Link do zagadnienia przewidywanego kursu akcji Apple:
Uwaga! Myślenie życzeniowe (wishful thinking)
http://manager.money.pl/strategie/ca...0,1060874.html
"1001 dolarów - dokładnie na tyle jedną akcję koncernu Apple wycenił analityk firmy inwestycyjnej Topeka Capital Markets, Brian White. To ponad 60 procent więcej od obecnej ceny, którą inwestorzy płacą za jeden papier koncernu i jednocześnie najwyższa wycena ze wszystkich rekomendacji. Przy takiej wycenie kapitalizacja Apple sięgnęłaby astronomicznej kwoty niemal biliona dolarów. W swojej ocenie analityk napisał wprost, że mamy do czynienia z gorączką zwaną
Apple."
A teraz - przebudzenie z ręką w nocniku:
http://pl.investing.com/equities/apple-computer-inc
Zmiana w ciągu od września 2012: z ceny 705.07$ do 435.00$ i dalej spada
Moje najszczersze gratulacje dla analityków giełdowych. Gdzieś czytałem nawet analityka, prognozującego wzrost do 2000$ za 1 akcję Apple w 1 połowie 2013 roku, ale niestety nie mam linka bo był to taki kretynizm, że nawet nie doczytałem do końca.

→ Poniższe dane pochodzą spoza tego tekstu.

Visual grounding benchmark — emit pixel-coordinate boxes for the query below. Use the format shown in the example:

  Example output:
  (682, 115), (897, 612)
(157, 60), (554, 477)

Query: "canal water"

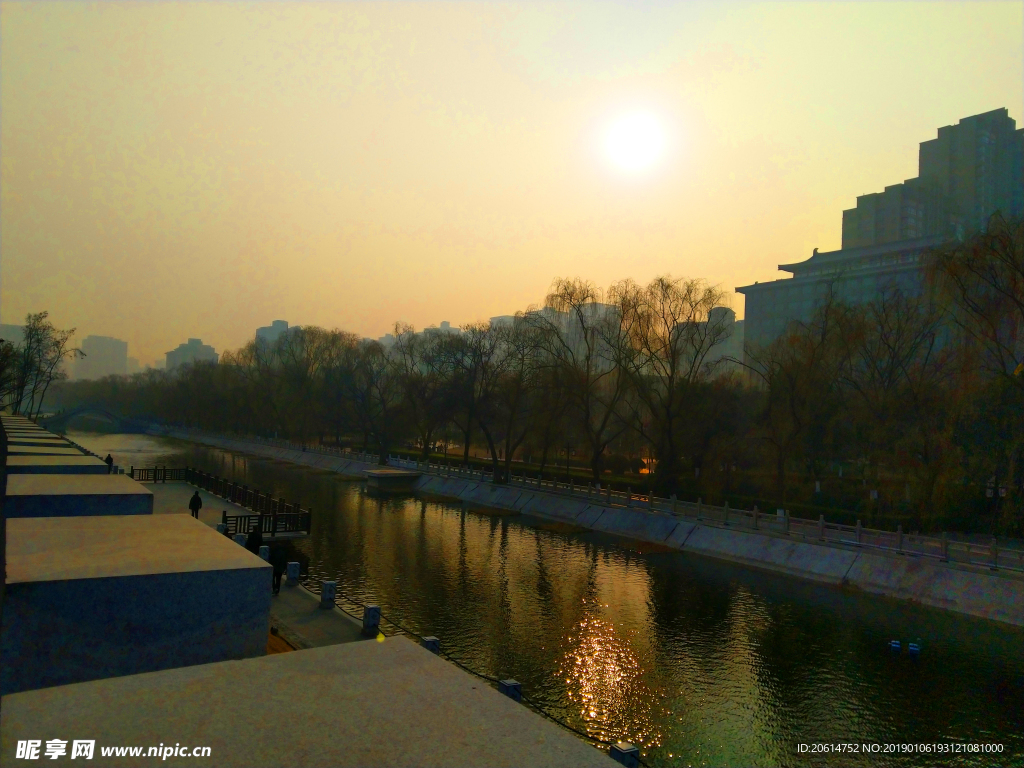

Wiem, że zaraz zostanę zakrzyczany przez Fanboyów, że Apple i tak jest najdroższą spółką świata (nieprawda), że Apple i tak ma ogromne zapasy gotówki (rzecz bardzo dyskusyjna) i że nie powinienem się tym interesować bo przecież nie handluję akcjami Apple (a skąd wiesz?).
Prawda jest taka, że od ponad 1/2 roku Apple ma ogromny problem. Spadek wartości akcji o circa 30% to już nie jest "obniżka", czy też "korekta kursu", tylko wyraźny odwrót inwestorów.
Marzec będzie dla Apple miesiącem przełomowym. Oczekiwania są takie, że pokażą jakiś rewolucyjny (re-invented) produkt, a jeśli nie - to akcje polecą w dół w jeszcze szybszym tempie.
Co prawda - krążą pogłoski o jakimś działającym nawet 24 godziny bez ładowania zegarku lub nowym Apple TV (produkt znany wyłącznie najbardziej zagorzałym Fanboyom), ale nie ma szans, że by tego typu zabawki mogły zmienić nastawienie inwestorów. Jakoś nie widzę w wyobraźni kolejek najbardziej nawet fanatycznych wyznawców Apple, ustawiających się w całonocnych kolejkach, żeby kupić zegarek.